Purification and Characterization of NADH Oxidase from Membranes of Acholeplasma laidlawii, a Copper-Containing Iron-Sulphur Flavoprotein.

Abstract

NADH oxidase (EC 1.6.99.3) was extracted from the membranes of A. laidlawii with buffer containing 3% Triton X-100 and subsequently purified by several chromatographic steps. The final preparation was essentially homogeneous as judged by gel electrophoresis under nondenaturing conditions. The enzyme appears to be a Cu-containing Fe-S flavoprotein (FMN: Cu: Fe: labile S = 1:1:6:6). The enzyme, containing a high fraction of hydrophobic amino acids, is composed of 3 subunits of MW 65,000, 40,000 and 19,000. When O2 is used as electron acceptor, the purified enzyme demonstrates a specific activity of 58.0 IU/mg of protein and catalyzes the formation of H2O2 in nearly stoichiometric amount.

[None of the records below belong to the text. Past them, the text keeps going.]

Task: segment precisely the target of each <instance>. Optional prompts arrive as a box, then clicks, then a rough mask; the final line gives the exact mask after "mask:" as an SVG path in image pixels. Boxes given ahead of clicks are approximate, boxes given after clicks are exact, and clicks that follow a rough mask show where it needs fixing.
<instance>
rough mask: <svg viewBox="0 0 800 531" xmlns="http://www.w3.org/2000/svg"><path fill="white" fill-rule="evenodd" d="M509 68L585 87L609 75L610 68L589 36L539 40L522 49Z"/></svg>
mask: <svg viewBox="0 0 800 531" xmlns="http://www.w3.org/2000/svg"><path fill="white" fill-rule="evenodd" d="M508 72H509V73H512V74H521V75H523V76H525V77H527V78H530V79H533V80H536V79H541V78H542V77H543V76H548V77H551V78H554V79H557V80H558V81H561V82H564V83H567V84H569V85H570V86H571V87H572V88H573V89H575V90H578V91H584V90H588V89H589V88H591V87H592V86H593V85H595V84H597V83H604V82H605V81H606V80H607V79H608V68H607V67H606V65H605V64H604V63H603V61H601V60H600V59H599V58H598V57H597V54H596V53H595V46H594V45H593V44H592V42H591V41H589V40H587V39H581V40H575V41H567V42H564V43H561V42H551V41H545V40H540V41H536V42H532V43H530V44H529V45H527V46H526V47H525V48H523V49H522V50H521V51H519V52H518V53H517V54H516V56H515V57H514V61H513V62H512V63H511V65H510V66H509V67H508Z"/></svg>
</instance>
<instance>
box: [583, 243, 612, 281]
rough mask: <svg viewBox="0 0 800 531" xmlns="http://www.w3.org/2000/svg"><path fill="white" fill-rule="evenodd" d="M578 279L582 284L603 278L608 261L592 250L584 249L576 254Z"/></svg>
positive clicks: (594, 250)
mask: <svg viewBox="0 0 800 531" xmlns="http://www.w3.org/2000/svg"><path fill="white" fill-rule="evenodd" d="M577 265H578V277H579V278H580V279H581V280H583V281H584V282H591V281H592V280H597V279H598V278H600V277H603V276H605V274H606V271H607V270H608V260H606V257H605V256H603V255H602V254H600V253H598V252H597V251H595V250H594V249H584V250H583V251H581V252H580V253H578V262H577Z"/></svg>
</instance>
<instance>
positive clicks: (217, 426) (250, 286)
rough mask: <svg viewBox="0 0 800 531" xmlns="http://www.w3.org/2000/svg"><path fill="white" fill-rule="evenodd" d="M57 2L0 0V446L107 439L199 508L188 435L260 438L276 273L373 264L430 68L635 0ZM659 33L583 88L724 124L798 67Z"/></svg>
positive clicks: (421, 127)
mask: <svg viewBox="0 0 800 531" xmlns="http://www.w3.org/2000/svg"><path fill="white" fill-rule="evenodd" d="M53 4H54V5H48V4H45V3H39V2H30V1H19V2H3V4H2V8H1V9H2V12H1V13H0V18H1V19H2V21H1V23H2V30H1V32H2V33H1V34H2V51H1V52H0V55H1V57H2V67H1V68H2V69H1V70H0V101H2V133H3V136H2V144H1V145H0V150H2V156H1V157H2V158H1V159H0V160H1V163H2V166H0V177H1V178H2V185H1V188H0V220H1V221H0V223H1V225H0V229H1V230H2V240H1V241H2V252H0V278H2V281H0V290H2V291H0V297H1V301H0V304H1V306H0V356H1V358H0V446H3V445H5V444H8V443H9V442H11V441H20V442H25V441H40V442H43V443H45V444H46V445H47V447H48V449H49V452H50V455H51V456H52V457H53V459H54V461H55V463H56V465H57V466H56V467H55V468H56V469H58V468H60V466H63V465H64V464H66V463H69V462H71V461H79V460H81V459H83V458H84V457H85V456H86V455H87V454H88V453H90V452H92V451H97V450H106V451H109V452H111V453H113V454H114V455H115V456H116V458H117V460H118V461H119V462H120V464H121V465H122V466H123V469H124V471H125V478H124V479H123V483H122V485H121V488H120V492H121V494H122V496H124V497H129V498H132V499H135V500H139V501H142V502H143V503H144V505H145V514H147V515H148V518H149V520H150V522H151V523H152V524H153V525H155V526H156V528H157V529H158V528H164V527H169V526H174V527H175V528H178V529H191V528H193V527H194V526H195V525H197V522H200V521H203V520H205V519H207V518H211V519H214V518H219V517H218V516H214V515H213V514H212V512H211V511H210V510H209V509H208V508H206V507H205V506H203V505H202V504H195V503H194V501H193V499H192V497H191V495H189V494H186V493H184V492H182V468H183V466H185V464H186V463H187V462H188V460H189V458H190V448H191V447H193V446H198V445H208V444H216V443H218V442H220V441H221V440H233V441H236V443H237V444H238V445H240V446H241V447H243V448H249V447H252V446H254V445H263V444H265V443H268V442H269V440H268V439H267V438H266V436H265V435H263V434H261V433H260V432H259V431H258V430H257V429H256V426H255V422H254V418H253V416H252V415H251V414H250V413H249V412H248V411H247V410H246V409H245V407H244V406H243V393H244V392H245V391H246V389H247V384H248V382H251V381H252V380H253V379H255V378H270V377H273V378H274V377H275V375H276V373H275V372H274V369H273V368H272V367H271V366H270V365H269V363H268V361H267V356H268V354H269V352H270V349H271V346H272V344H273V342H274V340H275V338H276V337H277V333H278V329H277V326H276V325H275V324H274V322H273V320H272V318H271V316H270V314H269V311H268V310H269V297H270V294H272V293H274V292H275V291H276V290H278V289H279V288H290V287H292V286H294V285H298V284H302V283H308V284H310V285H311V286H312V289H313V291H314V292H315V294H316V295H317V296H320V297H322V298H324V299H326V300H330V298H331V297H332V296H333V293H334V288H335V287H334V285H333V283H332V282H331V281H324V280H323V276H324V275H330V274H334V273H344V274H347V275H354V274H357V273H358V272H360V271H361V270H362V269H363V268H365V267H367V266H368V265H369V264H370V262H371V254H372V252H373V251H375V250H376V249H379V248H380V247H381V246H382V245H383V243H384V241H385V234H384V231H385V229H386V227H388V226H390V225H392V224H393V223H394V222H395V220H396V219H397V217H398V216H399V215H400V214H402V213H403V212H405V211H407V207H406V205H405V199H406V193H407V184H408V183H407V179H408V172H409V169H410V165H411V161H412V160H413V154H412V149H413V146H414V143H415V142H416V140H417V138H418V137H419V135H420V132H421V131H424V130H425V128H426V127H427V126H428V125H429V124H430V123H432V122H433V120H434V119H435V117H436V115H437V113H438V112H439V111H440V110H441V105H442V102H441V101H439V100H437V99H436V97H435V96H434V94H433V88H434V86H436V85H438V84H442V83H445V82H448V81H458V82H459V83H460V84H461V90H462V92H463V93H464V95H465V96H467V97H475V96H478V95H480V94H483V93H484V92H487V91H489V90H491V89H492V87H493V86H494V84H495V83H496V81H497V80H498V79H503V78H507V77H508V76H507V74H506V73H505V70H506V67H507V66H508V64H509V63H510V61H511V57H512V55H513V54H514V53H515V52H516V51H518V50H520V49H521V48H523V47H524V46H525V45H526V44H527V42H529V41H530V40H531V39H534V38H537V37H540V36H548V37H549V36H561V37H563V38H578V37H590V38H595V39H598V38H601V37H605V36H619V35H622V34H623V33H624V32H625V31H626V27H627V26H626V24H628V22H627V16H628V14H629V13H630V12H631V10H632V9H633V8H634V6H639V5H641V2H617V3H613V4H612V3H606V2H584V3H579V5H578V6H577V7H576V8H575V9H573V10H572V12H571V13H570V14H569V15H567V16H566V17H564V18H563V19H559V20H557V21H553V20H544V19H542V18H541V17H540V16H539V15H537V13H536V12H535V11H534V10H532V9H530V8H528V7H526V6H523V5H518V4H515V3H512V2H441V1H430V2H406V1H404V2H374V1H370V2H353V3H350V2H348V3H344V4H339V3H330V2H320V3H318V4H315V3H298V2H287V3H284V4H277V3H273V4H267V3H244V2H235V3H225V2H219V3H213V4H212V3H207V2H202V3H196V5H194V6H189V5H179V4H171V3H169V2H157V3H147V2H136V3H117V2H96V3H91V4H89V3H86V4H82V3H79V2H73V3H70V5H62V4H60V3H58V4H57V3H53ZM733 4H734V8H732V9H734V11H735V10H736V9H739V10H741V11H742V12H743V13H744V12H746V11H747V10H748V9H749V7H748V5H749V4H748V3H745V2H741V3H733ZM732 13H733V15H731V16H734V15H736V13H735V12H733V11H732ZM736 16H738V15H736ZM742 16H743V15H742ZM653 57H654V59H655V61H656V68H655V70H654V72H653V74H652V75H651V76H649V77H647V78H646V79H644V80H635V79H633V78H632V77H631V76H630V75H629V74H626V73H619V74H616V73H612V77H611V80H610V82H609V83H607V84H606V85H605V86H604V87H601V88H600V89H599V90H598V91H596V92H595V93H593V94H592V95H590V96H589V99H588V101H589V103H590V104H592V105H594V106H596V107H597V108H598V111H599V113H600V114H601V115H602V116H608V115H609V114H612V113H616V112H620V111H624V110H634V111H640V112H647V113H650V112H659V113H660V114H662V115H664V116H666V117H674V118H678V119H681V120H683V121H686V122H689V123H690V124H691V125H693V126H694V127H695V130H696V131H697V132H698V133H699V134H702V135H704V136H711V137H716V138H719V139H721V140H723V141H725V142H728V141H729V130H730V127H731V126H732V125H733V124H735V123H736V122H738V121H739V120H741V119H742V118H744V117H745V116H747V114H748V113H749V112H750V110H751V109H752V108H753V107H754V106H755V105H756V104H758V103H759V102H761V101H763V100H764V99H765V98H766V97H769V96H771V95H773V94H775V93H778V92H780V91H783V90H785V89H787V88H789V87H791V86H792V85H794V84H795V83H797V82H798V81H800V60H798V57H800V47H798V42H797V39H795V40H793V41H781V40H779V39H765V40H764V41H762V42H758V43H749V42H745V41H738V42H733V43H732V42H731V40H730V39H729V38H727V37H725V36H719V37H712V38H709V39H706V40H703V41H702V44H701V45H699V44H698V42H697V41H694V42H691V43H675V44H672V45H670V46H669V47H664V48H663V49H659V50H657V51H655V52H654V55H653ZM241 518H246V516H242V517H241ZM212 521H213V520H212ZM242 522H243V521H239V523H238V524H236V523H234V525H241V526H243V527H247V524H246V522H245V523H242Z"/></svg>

The apparent Km value for NADH is estimated to be 0.4 mM (pH 7.4). NADPH cannot serve as a substrate for the enzyme. In addition to the NADH oxidase activity, the enzyme is able to catalyze electron transfer from NADH to various other electron acceptors (ferricyanide, dichloroindophenol, cytochrome c). Metal-chelating agents and mercurials are shown to inhibit the activity of the enzyme. EPR and optical absorption measurements showed that the flavin semiquinone radical in the NADH oxidase has a high air-stability, and that the flavin shuttles between the fully reduced and the semiquinone state electron transport from NADH to the electron acceptors. Inhibition of the NADH oxidoreductase activities by superoxide dismutase indicates that O2- serves as an intermediate in the electron transfer from NADH to all electron acceptors used in this work. In addition to electron transfer via the superoxide radical O2-, an alternative pathway probably involving Fe-S centers is operative. A reaction scheme for electron transport from NADH to the various electron acceptors is presented.